Hablamos sin pecar de dramatismos y ateniéndonos a un cuadro real que lo dice todo de un panorama cruel, que está a punto de dejar en la calle y en la más absoluta indigencia, a un puñado de familias que habían h echo del bar su medio de vida, su recurso para subsistir. Y pagando para ello un alto precio: la de verse en la obligación de ejercer el trabajo en jornadas realmente maratonianas de las que participaban, en la mayoría de los casos, todos los miembros de la familia, contando con carácter excepcional con el concurso de unos pocos empleados.
Los gobiernos central y autonómico piense que están en la inexcusable obligación de atender de manera urgente todas las ayudas precisas para remediar los daños ocasionados por la catástrofe. Acelerando los trámites y agilizando las respuestas que no admiten demora. Hay que ir más allá de las promesas y traducir las palabras en hechos concretos. Y en ése plan de asistencia económica a los damnificados deben tener su espacio de atención los establecimientos de una hostelería fundamental para la vida de pueblos y ciudades como son los bares.
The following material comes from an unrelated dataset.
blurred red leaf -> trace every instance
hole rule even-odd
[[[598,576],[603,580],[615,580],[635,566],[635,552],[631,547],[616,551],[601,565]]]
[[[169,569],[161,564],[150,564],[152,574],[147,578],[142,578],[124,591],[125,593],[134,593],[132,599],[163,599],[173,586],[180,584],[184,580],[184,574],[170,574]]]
Esos locales que tanto contribuyen al fomento de las relaciones sociales y al acercamiento entre personas. Esos bares de carácter íntimo y familiar que forman parte de nuestras vivencias en muchos casos y que hoy, ahora mismo, reclaman una llamada de socorro antes de hundirse para siempre en el fango del que no podrán salir. En manos de los que mandan está su destino.